CD&V Still Wields Outsized Influence on Belgium’s Abortion Debate
Belgium’s Flemish Christian-democratic party, CD&V, continues to exert significant influence on the country’s abortion debate despite no longer being the dominant political force it once was, according to analysts. The party’s strategic position in the fragile Arizona coalition government has allowed it to shape the terms of reform — and delay progress — well beyond its electoral weight.
As La Libre Belgique reported, politologist Jean Faniel of CRISP observed that “CD&V is no longer the dominant party but it still knows how to sell its convictions dearly.” The assessment captures a central tension in Belgian politics: a party in electoral decline that nonetheless holds disproportionate sway over one of the country’s most sensitive social issues.
The Proposal at the Center of the Debate
Justice Minister Annelies Verlinden (CD&V) caught coalition partners off guard in early June when she proposed extending the legal abortion limit from 12 to 14 weeks of pregnancy — a more modest extension than the 18 weeks sought by some coalition allies and recommended by an independent expert committee. According to Paris Match Belgique, the proposal also includes reducing the mandatory reflection period from six days to 48 hours, creating an exception for rape victims allowing abortion up to 18 weeks, and linking the reforms to passage of a CD&V bill expanding contraception reimbursement.

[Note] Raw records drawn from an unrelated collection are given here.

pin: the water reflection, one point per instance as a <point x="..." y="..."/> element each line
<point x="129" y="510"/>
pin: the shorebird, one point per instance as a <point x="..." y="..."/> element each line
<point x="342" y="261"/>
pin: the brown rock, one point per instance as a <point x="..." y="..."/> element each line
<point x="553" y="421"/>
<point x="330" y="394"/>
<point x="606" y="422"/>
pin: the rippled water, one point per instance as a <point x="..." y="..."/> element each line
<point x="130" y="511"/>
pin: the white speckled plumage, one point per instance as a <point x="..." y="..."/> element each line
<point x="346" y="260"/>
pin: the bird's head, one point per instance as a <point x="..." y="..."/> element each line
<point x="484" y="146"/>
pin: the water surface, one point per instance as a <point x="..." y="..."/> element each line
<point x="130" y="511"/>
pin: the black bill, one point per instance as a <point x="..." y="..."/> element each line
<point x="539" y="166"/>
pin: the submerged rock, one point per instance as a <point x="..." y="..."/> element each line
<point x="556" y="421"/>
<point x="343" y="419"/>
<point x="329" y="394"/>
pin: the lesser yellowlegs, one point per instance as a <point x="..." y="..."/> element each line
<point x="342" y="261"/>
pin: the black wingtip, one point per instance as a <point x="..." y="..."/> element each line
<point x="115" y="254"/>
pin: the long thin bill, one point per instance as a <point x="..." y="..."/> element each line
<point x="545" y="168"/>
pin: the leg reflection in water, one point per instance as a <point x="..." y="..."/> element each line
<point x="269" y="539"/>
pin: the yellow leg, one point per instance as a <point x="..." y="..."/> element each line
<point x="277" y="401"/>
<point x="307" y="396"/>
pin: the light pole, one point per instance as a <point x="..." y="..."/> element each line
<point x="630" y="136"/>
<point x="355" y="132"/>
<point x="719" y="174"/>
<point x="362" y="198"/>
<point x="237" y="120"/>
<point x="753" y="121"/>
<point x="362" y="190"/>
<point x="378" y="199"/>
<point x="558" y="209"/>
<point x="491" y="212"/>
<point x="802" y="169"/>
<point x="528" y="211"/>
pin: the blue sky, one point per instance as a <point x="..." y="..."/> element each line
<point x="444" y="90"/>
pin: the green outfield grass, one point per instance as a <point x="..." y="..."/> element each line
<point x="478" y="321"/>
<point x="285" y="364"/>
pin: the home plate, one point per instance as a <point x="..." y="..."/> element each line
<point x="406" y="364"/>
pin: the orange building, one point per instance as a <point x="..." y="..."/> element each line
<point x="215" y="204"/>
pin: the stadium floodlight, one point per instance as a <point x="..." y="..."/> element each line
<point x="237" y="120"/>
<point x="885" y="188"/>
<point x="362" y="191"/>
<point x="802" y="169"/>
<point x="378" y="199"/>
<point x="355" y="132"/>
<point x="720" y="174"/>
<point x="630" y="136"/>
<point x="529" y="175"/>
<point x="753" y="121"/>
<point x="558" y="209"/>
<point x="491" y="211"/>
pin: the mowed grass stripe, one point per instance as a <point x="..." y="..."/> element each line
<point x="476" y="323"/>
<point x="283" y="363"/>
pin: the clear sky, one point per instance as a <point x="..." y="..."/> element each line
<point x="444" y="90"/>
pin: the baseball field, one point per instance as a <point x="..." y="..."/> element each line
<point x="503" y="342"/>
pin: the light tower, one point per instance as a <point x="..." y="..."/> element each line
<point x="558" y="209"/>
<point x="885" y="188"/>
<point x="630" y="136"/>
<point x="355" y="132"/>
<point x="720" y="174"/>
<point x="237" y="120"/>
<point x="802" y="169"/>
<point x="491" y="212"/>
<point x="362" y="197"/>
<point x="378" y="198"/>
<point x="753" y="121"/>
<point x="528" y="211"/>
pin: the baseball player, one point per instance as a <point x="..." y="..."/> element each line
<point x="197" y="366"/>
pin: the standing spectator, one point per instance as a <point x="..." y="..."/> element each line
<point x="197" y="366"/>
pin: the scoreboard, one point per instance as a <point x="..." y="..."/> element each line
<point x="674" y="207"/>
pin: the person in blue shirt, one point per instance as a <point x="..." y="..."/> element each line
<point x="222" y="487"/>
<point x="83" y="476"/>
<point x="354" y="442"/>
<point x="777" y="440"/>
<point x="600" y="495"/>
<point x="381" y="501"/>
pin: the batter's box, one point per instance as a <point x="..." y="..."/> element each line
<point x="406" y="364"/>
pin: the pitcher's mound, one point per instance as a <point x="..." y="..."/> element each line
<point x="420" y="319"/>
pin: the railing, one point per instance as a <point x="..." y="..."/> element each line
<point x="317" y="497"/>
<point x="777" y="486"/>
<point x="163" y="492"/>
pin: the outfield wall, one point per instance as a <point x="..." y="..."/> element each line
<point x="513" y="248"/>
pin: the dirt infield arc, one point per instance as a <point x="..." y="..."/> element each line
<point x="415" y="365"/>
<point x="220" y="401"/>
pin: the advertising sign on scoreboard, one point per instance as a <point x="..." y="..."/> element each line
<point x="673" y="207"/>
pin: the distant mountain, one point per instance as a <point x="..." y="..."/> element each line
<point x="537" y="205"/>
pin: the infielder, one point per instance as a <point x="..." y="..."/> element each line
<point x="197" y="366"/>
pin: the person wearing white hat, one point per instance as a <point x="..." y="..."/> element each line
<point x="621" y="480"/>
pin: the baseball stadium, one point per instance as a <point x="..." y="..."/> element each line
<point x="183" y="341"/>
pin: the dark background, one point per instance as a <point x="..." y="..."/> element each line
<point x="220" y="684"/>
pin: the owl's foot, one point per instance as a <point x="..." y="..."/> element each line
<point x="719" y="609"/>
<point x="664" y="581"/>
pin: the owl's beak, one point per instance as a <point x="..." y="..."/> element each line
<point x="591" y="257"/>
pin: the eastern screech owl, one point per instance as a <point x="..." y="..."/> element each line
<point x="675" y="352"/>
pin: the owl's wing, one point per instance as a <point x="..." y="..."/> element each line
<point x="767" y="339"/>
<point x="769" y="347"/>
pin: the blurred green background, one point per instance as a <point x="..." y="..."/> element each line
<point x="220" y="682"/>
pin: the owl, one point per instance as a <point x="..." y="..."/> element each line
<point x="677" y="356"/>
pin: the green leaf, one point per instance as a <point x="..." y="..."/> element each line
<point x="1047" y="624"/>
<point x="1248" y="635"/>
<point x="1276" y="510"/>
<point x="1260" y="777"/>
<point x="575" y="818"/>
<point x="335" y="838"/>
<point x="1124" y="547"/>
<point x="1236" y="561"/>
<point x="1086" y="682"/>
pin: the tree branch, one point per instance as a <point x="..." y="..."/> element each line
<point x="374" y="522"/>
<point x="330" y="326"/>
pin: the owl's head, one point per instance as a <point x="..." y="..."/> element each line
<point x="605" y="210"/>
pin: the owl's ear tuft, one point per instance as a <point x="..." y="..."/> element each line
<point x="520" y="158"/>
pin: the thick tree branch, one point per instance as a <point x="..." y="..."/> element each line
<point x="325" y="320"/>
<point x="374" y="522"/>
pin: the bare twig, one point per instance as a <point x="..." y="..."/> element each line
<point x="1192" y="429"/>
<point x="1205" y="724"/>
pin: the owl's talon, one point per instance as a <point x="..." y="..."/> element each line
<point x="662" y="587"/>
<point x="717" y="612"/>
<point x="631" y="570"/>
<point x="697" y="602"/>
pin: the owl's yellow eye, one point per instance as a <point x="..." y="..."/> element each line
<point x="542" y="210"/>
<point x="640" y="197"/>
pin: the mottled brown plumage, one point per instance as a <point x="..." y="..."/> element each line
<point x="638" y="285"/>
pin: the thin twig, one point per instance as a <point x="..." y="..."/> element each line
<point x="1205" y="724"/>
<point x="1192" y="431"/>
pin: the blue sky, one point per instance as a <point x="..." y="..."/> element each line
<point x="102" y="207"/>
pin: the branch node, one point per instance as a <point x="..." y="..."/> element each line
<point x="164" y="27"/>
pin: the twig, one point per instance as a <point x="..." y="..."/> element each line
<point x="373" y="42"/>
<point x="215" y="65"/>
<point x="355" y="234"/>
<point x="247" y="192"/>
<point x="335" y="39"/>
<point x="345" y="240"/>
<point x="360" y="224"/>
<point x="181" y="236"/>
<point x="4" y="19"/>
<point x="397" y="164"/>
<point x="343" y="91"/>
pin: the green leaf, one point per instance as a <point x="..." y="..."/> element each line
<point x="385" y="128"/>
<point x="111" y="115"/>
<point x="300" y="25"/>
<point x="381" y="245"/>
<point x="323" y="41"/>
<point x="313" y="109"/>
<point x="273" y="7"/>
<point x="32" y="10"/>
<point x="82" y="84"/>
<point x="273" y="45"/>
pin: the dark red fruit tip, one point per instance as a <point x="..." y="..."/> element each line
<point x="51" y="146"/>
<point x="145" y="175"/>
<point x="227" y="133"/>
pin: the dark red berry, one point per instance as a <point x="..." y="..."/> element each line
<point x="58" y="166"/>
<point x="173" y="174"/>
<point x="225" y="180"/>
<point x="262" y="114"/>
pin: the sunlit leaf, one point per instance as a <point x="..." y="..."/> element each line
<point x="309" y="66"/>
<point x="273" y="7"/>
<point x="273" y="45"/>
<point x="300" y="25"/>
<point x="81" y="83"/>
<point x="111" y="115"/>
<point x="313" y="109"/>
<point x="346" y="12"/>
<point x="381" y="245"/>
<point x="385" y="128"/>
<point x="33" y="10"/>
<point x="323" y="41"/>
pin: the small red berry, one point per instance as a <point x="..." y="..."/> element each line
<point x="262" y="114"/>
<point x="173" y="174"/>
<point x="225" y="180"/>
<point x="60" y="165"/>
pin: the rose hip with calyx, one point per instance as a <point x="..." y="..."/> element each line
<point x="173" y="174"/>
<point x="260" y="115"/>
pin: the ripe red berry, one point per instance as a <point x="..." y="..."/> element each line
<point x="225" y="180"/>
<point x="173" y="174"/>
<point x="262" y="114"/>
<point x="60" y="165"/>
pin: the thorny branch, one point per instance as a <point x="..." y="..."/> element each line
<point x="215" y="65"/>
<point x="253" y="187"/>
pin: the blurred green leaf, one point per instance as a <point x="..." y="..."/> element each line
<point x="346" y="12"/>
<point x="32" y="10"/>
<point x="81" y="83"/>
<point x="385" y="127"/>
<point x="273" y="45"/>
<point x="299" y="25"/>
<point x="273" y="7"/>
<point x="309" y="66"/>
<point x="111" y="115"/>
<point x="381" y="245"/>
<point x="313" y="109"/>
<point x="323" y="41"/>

Critics argue the proposal falls far short of what is needed. The Centre d’Action Laïque (CAL) called Verlinden’s plan “a fire sale of women’s rights ignoring scientific consensus,” as La Libre Belgique reported. The independent inter-university expert committee, commissioned during the previous Vivaldi government, recommended in April 2023 extending the limit to 18 weeks, abolishing the reflection period entirely, and fully decriminalizing abortion.
Procedural Maneuver Stalls Debate
The controversy escalated on June 23 when the Arizona majority deployed Article 49 of the Chamber’s rules — a rarely used procedural mechanism — to postpone debate on opposition bills that proposed an 18-week limit, full decriminalization, and elimination of the reflection period. As RTL Info reported, the debate was pushed to December 1, 2026, sparking outrage across the opposition.
Stefaan Van Hecke (Groen) called the maneuver “a totally illegal application of the rules,” while Katja Gabriëls (Open VLD) described it as “a shame for women’s rights in this country and a shame for democracy.” Caroline Désir (PS) insisted that the abortion dossier is “ultra-ripe” for a vote and demanded the debate be returned to parliamentarians.
The Arizona Coalition’s Ethical Balancing Act
The abortion issue is one of several “ethical dossiers” — including surrogacy and euthanasia — that the five-party Arizona coalition (N-VA, MR, Les Engagés, CD&V, Vooruit) has bundled into a single global compromise to be finalized by December. This strategy allows CD&V to trade concessions across different issues, but opposition parties argue these are unrelated matters and that abortion reform should be decided on its own merits.
CD&V’s position reflects its historical roots in Catholic social teaching. The party, successor to the dominant CVP that governed Flanders for much of the 20th century, has long been the primary political force opposing liberalization of abortion laws. In 1990, when Belgium finally legalized abortion under limited conditions — up to 12 weeks with a mandatory six-day reflection period — the CVP/CD&V was a major obstacle.
What’s at Stake
Hundreds of Belgian women annually cross the border to the Netherlands, where abortion is legal up to 24 weeks, highlighting the practical consequences of Belgium’s more restrictive framework. The current law, unchanged since 1990, carries criminal penalties for non-compliance.
Analysts note that CD&V’s strategy demonstrates how smaller coalition partners with strong ideological positions can shape policy far beyond their electoral weight. As the most socially conservative party in a diverse coalition that includes progressive parties like Vooruit, CD&V can credibly threaten to withdraw from the government over ethical issues — giving it leverage disproportionate to its seat count.
The December deadline now looms as a critical juncture. Whether the government can broker a grand bargain on all ethical dossiers — or whether the abortion issue will trigger a coalition crisis — remains an open question. What is clear is that CD&V, though diminished, has not yet lost its ability to set the terms of Belgium’s most contentious social debate.